In taking out two guards with a single bullet, I had alerted the entire compound to my presence and through their incredible echo-location powers, they pinpointed my location before I had the chance to get up off the ground. While the direct approach is certainly viable, it’s very likely you’ll die over and over until you find just the right pattern to barrel headfirst into an encounter. It also seems as though the game rewards the Rambo-style of play over the stealth-style as well, as the only way to loot currency and crafting items from your enemies is to take them down. This actually serves the game fairly well — you are more likely to expend bullets, medkits, and other resources using more direct means, so the looted items act as a way to replenish your stock.
After completing missions, the player is rewarded with a score screen granting rewards as well as experience points for the three various skill trees based on how you chose to finish the mission. The skills in each tree felt fairly generic, ranging from the ability to hold your breath longer while aiming a sniper rifle to carrying more ammo for your assault rifle secondaries. Regardless, I made my way back to Sniper Lair Delta, bought a silencer for my sniper, and initiated the next mission, this time with a silencer.
After quietly dispatching many of the guards, I entered the compound and the disembodied radio voice began telling me that it may be best to lure out the scientist so that I can sneak my way in to hack their satellite terminals. However, there really wasn’t any reason to do this. Herein lies one of my largest problems with SGW3 so far. There is no penalty, nor any overarching reward to killing enemies, outside of the replenishing the items you used in confrontations.

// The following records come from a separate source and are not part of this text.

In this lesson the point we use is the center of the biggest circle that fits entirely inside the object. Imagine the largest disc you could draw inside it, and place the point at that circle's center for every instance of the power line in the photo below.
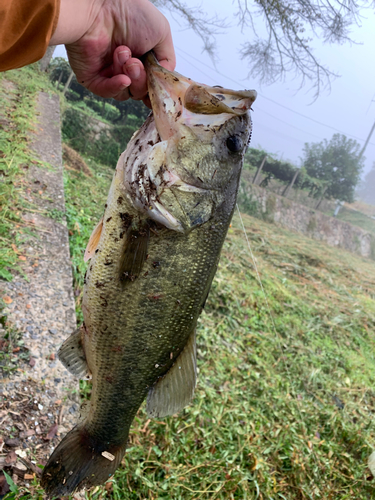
(268, 98)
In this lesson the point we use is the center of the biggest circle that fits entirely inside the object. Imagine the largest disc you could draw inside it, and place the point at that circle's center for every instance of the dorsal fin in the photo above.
(176, 389)
(93, 243)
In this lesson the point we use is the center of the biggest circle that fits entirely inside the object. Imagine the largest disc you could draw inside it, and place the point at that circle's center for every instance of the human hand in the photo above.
(101, 38)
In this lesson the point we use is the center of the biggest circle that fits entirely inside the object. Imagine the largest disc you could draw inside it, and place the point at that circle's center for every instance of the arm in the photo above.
(101, 36)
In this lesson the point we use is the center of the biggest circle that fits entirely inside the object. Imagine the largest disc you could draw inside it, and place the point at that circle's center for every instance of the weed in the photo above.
(17, 105)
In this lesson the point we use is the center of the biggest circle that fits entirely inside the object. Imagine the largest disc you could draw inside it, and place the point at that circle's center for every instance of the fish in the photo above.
(152, 258)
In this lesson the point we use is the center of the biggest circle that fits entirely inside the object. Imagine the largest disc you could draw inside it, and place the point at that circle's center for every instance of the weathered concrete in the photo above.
(310, 222)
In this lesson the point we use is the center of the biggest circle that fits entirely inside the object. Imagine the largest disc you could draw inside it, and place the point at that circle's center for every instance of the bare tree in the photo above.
(290, 27)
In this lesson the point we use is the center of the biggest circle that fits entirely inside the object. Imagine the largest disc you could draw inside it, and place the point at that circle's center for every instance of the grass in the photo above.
(285, 401)
(357, 219)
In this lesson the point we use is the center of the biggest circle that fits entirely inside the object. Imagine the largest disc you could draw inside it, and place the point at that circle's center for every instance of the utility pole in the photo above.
(67, 85)
(257, 175)
(290, 185)
(367, 141)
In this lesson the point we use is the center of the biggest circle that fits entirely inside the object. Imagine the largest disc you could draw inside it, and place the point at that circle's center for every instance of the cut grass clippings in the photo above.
(18, 92)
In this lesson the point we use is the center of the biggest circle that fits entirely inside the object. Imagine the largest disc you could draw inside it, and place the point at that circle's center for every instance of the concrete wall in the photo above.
(308, 221)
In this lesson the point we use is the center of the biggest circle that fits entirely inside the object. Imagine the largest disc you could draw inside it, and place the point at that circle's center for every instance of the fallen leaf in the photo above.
(52, 432)
(13, 443)
(28, 433)
(4, 486)
(11, 458)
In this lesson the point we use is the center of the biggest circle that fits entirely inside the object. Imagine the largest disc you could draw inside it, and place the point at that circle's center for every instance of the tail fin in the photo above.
(80, 461)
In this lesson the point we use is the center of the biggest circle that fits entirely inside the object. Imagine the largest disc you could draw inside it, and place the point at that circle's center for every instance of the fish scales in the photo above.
(147, 319)
(153, 257)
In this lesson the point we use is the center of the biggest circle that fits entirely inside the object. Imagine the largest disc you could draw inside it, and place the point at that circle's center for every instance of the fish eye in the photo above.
(234, 143)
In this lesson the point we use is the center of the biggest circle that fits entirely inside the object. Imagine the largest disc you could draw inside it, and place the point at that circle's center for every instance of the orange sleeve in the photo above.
(26, 27)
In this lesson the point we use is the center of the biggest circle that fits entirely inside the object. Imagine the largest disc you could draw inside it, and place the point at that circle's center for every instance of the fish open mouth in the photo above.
(180, 107)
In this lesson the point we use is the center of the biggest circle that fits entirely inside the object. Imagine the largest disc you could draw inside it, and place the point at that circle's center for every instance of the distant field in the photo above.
(285, 400)
(357, 218)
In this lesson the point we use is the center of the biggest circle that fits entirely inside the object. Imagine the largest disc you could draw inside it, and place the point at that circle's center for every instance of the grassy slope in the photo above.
(284, 405)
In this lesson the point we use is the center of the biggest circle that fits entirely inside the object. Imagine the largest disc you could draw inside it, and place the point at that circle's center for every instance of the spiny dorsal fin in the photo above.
(72, 355)
(93, 243)
(176, 389)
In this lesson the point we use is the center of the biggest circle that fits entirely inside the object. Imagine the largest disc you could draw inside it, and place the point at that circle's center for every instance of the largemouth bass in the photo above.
(153, 257)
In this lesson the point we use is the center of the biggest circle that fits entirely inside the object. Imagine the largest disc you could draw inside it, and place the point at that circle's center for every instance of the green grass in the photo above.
(285, 401)
(357, 219)
(17, 110)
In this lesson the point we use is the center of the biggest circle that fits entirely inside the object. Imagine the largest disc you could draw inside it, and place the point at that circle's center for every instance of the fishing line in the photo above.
(277, 335)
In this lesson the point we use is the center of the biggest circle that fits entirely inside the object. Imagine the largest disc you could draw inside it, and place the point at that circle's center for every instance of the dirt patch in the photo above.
(39, 399)
(75, 161)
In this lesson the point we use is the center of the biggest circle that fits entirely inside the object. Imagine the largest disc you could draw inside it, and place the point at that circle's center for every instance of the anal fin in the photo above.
(72, 355)
(176, 389)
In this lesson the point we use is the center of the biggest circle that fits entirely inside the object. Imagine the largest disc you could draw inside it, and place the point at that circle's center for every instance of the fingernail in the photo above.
(134, 71)
(123, 56)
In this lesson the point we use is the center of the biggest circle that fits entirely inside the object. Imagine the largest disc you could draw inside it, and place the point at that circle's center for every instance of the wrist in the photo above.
(75, 18)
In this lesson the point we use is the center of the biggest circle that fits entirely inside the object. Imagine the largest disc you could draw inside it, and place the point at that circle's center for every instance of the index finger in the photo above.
(164, 50)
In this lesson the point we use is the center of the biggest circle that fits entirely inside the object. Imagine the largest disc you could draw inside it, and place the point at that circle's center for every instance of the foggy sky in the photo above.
(347, 108)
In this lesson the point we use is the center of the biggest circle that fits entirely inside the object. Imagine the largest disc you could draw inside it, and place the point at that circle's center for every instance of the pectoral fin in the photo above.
(93, 243)
(72, 355)
(176, 389)
(135, 254)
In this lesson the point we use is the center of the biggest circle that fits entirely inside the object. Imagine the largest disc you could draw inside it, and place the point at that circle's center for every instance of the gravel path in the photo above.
(39, 401)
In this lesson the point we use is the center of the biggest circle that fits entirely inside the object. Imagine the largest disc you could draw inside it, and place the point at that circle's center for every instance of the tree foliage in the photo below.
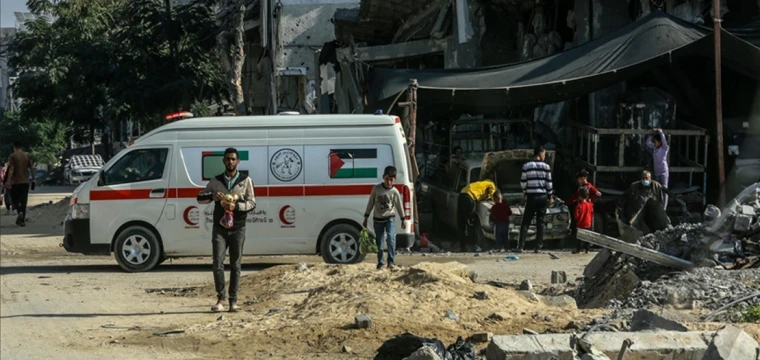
(89, 63)
(41, 138)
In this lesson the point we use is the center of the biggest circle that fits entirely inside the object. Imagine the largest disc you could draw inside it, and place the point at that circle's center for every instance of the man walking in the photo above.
(536, 182)
(658, 143)
(237, 187)
(19, 169)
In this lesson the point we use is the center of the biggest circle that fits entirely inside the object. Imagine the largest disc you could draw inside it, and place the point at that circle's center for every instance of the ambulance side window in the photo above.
(136, 166)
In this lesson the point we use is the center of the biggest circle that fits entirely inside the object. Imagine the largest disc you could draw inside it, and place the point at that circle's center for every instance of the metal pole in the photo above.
(412, 99)
(719, 103)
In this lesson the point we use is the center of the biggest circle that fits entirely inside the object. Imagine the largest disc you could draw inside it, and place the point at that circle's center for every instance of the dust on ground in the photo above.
(301, 309)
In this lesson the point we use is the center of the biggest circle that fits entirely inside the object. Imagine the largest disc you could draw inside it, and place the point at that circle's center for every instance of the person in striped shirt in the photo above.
(536, 183)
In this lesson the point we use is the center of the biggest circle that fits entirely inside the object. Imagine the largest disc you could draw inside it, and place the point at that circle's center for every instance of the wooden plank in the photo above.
(400, 50)
(634, 250)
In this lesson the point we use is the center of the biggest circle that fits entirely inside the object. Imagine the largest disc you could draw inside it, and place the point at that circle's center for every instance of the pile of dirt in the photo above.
(313, 308)
(51, 213)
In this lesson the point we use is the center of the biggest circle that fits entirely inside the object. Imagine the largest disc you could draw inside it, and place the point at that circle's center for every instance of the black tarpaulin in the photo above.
(625, 53)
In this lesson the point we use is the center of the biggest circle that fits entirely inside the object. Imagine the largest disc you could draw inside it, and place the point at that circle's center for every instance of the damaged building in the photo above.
(489, 59)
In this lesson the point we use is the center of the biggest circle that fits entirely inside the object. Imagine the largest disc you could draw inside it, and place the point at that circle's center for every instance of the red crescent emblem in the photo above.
(282, 215)
(186, 215)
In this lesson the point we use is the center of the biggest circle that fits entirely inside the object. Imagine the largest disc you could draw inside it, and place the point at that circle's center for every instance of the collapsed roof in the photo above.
(630, 51)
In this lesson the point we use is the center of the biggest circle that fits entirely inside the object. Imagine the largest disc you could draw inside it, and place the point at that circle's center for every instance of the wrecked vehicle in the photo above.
(507, 169)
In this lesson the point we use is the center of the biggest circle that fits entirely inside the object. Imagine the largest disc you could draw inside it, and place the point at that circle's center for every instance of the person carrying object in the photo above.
(233, 196)
(583, 213)
(536, 183)
(20, 169)
(500, 213)
(384, 203)
(468, 198)
(658, 143)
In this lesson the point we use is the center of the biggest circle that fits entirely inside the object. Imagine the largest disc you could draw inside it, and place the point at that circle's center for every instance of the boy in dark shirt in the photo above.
(500, 213)
(583, 214)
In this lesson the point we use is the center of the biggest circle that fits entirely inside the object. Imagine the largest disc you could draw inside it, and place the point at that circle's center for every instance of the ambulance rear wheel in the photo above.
(137, 249)
(340, 245)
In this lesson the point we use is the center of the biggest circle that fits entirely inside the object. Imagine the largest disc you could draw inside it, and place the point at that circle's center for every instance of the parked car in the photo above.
(507, 167)
(81, 168)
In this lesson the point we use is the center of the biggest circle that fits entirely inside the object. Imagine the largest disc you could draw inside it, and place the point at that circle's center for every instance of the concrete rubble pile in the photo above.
(729, 239)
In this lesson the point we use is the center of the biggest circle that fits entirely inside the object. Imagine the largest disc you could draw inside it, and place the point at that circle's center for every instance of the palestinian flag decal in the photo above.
(353, 164)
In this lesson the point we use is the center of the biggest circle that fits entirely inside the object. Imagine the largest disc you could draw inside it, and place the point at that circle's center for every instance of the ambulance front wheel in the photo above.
(340, 245)
(137, 249)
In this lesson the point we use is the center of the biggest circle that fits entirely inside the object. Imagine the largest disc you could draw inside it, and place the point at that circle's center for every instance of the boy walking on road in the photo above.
(223, 237)
(384, 203)
(500, 213)
(593, 194)
(583, 215)
(20, 168)
(658, 143)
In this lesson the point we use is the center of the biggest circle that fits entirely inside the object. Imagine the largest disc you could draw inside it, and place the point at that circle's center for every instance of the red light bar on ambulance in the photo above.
(179, 115)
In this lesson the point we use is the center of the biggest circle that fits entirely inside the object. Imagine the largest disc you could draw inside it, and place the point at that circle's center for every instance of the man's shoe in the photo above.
(218, 307)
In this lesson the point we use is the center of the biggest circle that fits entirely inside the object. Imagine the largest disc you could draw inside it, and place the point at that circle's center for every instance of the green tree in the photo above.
(42, 139)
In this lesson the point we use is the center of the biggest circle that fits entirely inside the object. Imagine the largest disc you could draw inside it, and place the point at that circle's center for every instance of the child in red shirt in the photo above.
(500, 213)
(583, 215)
(593, 193)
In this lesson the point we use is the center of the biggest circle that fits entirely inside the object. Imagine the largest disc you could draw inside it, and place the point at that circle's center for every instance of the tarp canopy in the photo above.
(630, 51)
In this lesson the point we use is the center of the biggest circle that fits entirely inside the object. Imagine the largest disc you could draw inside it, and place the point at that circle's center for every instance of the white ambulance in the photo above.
(312, 176)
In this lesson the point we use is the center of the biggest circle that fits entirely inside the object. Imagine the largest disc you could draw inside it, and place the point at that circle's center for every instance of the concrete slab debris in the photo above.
(481, 337)
(526, 285)
(596, 264)
(742, 222)
(363, 321)
(648, 320)
(731, 343)
(423, 353)
(748, 210)
(634, 250)
(559, 277)
(646, 345)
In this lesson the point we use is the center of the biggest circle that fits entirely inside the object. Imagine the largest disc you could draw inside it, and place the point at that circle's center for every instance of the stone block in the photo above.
(526, 285)
(559, 277)
(648, 320)
(596, 264)
(363, 321)
(731, 343)
(742, 222)
(748, 210)
(423, 353)
(647, 345)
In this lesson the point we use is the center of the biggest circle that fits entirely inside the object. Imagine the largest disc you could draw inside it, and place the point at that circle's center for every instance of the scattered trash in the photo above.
(367, 243)
(452, 316)
(402, 346)
(170, 332)
(481, 295)
(526, 285)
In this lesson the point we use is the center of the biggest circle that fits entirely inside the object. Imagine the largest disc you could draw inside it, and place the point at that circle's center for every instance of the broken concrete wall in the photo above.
(463, 49)
(304, 27)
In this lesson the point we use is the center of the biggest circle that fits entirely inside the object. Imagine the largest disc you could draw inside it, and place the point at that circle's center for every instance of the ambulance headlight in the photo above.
(80, 211)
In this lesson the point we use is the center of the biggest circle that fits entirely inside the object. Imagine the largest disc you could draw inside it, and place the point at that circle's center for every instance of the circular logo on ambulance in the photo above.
(286, 165)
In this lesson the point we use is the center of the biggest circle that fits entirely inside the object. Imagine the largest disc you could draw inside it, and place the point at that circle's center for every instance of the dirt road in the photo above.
(58, 305)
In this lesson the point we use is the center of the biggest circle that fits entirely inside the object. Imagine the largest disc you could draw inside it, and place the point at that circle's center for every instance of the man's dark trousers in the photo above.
(535, 206)
(465, 214)
(222, 239)
(19, 196)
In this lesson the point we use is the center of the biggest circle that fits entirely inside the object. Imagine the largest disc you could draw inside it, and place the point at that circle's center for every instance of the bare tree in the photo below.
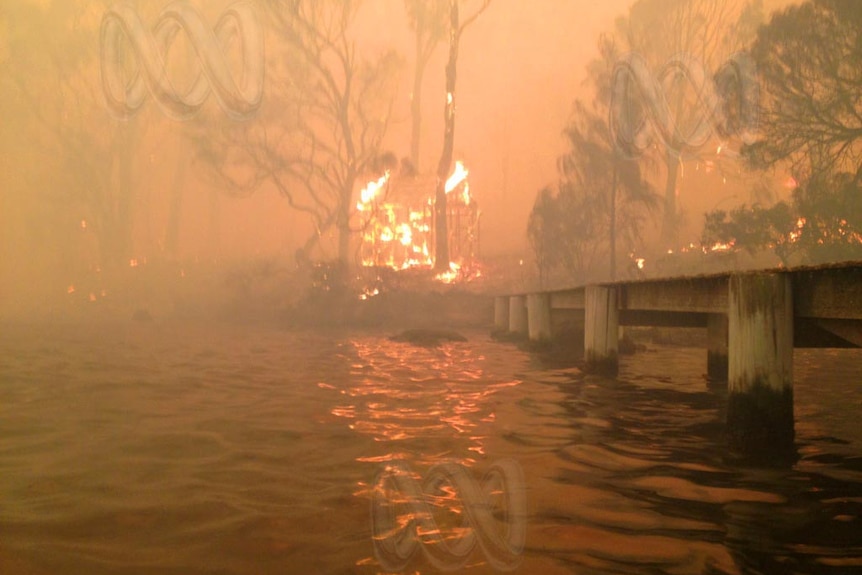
(810, 62)
(708, 31)
(429, 20)
(441, 232)
(328, 109)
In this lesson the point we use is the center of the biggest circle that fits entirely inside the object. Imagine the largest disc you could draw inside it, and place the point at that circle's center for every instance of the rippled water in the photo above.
(210, 448)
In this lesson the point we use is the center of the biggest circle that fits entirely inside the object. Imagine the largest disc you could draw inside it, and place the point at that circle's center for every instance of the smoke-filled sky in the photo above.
(522, 64)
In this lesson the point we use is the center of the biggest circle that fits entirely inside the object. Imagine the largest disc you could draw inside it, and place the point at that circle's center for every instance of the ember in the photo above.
(397, 222)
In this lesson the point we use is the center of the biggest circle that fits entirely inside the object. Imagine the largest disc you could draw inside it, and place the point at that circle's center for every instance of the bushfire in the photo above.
(396, 218)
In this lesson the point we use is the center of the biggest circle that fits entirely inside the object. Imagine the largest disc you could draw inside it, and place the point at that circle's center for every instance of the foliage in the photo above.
(74, 164)
(429, 20)
(823, 223)
(327, 129)
(600, 198)
(707, 30)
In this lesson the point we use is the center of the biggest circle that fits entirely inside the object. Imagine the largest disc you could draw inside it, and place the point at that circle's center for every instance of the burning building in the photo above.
(397, 221)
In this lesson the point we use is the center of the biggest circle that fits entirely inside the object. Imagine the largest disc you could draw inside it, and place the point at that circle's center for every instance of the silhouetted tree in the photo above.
(325, 132)
(822, 223)
(707, 30)
(430, 21)
(441, 231)
(86, 161)
(809, 58)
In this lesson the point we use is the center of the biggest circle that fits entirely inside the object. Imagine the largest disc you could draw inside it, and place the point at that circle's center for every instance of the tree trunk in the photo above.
(416, 101)
(613, 225)
(669, 231)
(441, 228)
(172, 233)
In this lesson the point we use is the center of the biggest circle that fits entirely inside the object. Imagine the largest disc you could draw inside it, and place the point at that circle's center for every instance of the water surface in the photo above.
(169, 447)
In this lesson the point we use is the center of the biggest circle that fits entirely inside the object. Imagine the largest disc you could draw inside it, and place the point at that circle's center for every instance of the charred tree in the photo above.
(441, 211)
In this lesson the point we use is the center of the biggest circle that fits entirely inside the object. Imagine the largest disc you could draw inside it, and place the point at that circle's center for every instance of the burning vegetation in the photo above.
(396, 218)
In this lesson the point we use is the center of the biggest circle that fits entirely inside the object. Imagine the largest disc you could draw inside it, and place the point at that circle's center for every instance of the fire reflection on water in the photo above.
(423, 406)
(421, 398)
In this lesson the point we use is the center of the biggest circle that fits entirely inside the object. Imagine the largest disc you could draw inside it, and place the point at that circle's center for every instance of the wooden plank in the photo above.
(832, 292)
(639, 317)
(697, 294)
(568, 299)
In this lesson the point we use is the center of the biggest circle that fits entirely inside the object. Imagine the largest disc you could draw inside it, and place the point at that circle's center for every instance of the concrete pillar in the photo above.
(601, 329)
(760, 366)
(539, 316)
(501, 313)
(518, 314)
(716, 347)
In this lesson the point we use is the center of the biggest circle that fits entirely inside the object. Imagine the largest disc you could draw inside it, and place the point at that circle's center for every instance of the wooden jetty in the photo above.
(753, 321)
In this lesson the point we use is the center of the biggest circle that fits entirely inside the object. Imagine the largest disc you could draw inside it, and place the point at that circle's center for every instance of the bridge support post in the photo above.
(501, 313)
(539, 316)
(760, 367)
(716, 344)
(601, 329)
(518, 314)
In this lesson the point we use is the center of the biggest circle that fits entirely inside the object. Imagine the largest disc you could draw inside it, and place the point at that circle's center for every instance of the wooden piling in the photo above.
(601, 329)
(501, 313)
(716, 347)
(760, 366)
(518, 315)
(539, 316)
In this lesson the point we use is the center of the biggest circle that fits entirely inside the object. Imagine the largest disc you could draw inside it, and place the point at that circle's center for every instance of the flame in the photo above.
(398, 231)
(459, 175)
(370, 192)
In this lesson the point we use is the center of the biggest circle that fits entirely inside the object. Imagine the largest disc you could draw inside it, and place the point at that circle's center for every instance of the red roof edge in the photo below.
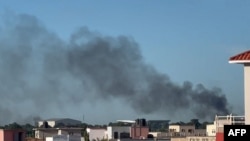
(241, 56)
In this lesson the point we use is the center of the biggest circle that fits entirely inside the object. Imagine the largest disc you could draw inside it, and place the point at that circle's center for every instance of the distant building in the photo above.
(211, 129)
(43, 133)
(181, 130)
(158, 125)
(140, 130)
(12, 135)
(97, 134)
(118, 132)
(64, 138)
(58, 122)
(220, 121)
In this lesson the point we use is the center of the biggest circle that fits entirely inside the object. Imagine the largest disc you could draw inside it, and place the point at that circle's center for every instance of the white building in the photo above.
(59, 122)
(211, 129)
(181, 130)
(43, 133)
(97, 134)
(118, 132)
(64, 138)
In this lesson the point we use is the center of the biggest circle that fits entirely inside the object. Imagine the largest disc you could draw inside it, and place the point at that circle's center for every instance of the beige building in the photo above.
(181, 130)
(194, 138)
(211, 129)
(244, 59)
(42, 133)
(58, 122)
(97, 134)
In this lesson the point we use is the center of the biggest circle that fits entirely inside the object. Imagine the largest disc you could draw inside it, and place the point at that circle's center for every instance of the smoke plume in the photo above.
(38, 69)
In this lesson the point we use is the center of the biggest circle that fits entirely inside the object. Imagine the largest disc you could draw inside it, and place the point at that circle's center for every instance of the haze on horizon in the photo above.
(103, 77)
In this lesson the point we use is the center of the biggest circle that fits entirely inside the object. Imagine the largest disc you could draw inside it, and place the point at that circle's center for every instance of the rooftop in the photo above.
(241, 58)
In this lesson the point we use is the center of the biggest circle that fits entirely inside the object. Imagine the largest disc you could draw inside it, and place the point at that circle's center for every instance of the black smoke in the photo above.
(39, 69)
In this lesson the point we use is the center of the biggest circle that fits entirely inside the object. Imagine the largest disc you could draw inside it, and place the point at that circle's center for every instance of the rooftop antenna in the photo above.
(82, 118)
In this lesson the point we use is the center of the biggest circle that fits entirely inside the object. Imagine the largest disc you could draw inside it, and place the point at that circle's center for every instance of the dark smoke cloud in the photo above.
(40, 70)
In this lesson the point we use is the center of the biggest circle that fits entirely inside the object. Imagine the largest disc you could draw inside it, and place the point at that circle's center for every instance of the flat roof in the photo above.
(240, 58)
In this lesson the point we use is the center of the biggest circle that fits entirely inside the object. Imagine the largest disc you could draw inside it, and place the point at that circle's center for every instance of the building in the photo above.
(211, 129)
(64, 138)
(193, 138)
(244, 59)
(139, 130)
(43, 133)
(97, 134)
(58, 122)
(158, 125)
(220, 121)
(12, 135)
(181, 130)
(118, 132)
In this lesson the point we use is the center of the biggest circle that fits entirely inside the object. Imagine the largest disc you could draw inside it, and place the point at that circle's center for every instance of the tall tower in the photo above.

The drone especially, which is supposed to scout out the area so you can plan the assault, felt incredibly lackluster and completely overridden by the fact that using Scout Mode outlined every enemy within visible range permanently. Using my silenced pistol, I was able to enter the satellite bunker and quickly eliminate the scientists without a single concern of being detected, let alone taken out. While the game does offer a few different ways to deal with combat encounters, it would be nice to see far more interesting mission objectives outside “eliminate this target” or “interact with this console.” There were just so many different facets of the gameplay that weren’t properly showcased through the beta’s missions.
Sniper Ghost Warrior 3 has some really incredible potential in the works and two missions really isn’t enough to get a solid foundation of what this game could achieve. Even exploring the small portion of the game’s open-world left me feeling unfulfilled. There really wasn’t a whole lot to do outside of raiding an enemy compound and stealing their supplies. The visuals are pretty spectacular although I did experience an unusually large number of drops in the frame rate to the point where I had to tone down the graphical settings a number of times down to the medium to low, keeping in mind I ran the game on a GTX 980. Other bugs, like the game not recognizing my mouse wheel or having to tap a button more than once to actually throw a distracting pebble, were also present. However, poor optimization and bug fixes are things that can, and hopefully will, be fixed. My experience playing Sniper Ghost Warrior 3 was fairly positive overall, and I will certainly be keeping an eye on it in the future. Well built tactical shooters are extremely hard to come by these days, but more diverse missions and a more interesting open-world will definitely be points to look out for.